Böylesine kıymetli bir unvanın kendisine verilmiş bir şahsiyeti en fazla iki cümle ile tanımlamak, zihin dünyamızda iki cümlelik bir ifade ile şekillendirmek ne kadar üzücü bir durum diye düşündüm ve İkram Arslan’ın kaleme aldığı Nebevi Nefes Ömer bin Abdülaziz kitabını okumaya karar verdim. İyi ki de bu kararı almışım. Zihin dünyamda, muhayyilemde yeniden bir Ömer bin Abdülaziz portresi şekillendi.
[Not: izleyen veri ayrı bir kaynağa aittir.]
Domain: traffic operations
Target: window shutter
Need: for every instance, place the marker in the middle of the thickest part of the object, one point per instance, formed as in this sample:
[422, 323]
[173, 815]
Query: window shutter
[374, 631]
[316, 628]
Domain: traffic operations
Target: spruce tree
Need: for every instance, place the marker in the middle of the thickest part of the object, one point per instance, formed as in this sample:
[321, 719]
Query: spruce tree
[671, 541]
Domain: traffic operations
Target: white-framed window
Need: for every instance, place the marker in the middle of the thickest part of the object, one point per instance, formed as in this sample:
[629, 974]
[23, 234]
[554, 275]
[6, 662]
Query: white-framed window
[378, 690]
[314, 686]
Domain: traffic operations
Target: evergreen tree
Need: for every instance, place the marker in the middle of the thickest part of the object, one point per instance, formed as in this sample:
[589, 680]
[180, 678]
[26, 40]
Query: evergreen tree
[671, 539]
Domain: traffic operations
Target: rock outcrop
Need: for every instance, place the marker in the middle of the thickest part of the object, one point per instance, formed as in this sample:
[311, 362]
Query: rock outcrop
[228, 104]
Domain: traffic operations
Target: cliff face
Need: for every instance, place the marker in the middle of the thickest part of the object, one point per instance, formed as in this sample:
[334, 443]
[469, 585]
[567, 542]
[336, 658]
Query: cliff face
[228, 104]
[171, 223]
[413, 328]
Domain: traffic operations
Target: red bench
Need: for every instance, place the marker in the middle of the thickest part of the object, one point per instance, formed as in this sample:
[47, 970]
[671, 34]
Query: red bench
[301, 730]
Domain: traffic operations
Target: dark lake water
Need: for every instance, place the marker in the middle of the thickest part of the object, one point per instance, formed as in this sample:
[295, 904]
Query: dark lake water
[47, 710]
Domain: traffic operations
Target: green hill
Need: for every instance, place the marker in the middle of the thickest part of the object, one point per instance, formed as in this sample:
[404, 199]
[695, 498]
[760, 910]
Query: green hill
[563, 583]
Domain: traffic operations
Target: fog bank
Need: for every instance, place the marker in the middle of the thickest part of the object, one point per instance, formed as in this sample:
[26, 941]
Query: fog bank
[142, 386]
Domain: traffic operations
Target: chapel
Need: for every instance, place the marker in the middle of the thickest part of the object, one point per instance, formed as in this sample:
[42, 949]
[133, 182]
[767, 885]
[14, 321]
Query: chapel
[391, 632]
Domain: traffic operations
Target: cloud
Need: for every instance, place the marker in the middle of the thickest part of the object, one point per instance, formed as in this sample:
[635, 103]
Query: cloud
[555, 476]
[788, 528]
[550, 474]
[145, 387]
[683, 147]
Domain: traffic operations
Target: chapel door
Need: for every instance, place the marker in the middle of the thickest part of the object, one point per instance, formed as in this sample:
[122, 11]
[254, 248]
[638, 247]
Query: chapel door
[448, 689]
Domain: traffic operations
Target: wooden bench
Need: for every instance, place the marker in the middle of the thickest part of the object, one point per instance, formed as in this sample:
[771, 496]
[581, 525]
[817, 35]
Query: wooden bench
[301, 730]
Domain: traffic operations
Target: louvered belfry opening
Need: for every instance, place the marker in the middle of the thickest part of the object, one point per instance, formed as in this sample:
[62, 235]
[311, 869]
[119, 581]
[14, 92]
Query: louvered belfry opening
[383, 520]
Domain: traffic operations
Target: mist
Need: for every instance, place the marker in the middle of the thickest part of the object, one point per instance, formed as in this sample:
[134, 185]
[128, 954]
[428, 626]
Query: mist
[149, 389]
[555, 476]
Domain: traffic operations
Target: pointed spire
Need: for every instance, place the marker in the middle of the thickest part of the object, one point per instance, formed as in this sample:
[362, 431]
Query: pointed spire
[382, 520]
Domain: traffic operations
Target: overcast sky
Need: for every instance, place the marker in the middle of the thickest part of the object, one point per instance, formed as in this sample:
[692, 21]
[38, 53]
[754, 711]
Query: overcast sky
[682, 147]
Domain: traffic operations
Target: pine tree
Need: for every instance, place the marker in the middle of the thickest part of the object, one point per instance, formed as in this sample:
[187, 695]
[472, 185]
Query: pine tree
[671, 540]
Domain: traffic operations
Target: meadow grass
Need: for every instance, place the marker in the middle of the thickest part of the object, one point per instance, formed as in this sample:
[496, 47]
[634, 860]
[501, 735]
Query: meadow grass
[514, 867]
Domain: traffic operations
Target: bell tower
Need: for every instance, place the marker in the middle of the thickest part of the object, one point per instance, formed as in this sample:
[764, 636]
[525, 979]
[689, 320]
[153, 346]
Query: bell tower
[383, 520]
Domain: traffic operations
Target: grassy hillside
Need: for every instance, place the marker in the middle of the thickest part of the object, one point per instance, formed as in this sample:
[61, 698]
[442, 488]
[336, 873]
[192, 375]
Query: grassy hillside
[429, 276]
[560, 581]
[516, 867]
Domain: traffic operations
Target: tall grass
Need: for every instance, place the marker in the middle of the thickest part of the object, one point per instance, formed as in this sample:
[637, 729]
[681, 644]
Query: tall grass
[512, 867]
Yapmış olduğu icraatlarıyla, gösterdiği azimle, yaptığı fedakârlıklarıyla, kendisine İslâm’ı dava etmesiyle nasıl önemli bir karakter olduğunun farkına vardım.
***

İkram Arslan, romanlarına başlamadan önce okuyucusunu meraklandırmasını çok iyi biliyor. Öyle bir giriş yapıyor ki okuduğunuz her sayfada o verilen ilk ipucunun nereye ulaştığını öğrenmek istiyorsunuz. Bu da sizi bütün kitap boyunca canlı tutuyor. “Gizli Hazine” bölümü de bunlardan biri. 

“Bir insan neyi değiştirebilir ki?” sorusunun cevabını İkram Arslan Ömer bin Abdülaziz’in hayatını konu edinerek veriyor. Öyle bir cevap ki bu, gelmiş olduğu köklere muhalif olarak hareket eden bir topluma yeniden bir düzen verip istikamet çiziyor Ömer bin Abdülaziz.

Sadece 29 ay gibi kısa bir süre içerisinde neredeyse bir birbirine girmiş İslâm âlemine nizam verecek ve kasvetle kararmış afakı aydınlığa gark edecek Ömer bin Abdülaziz’in romanını okumalısınız...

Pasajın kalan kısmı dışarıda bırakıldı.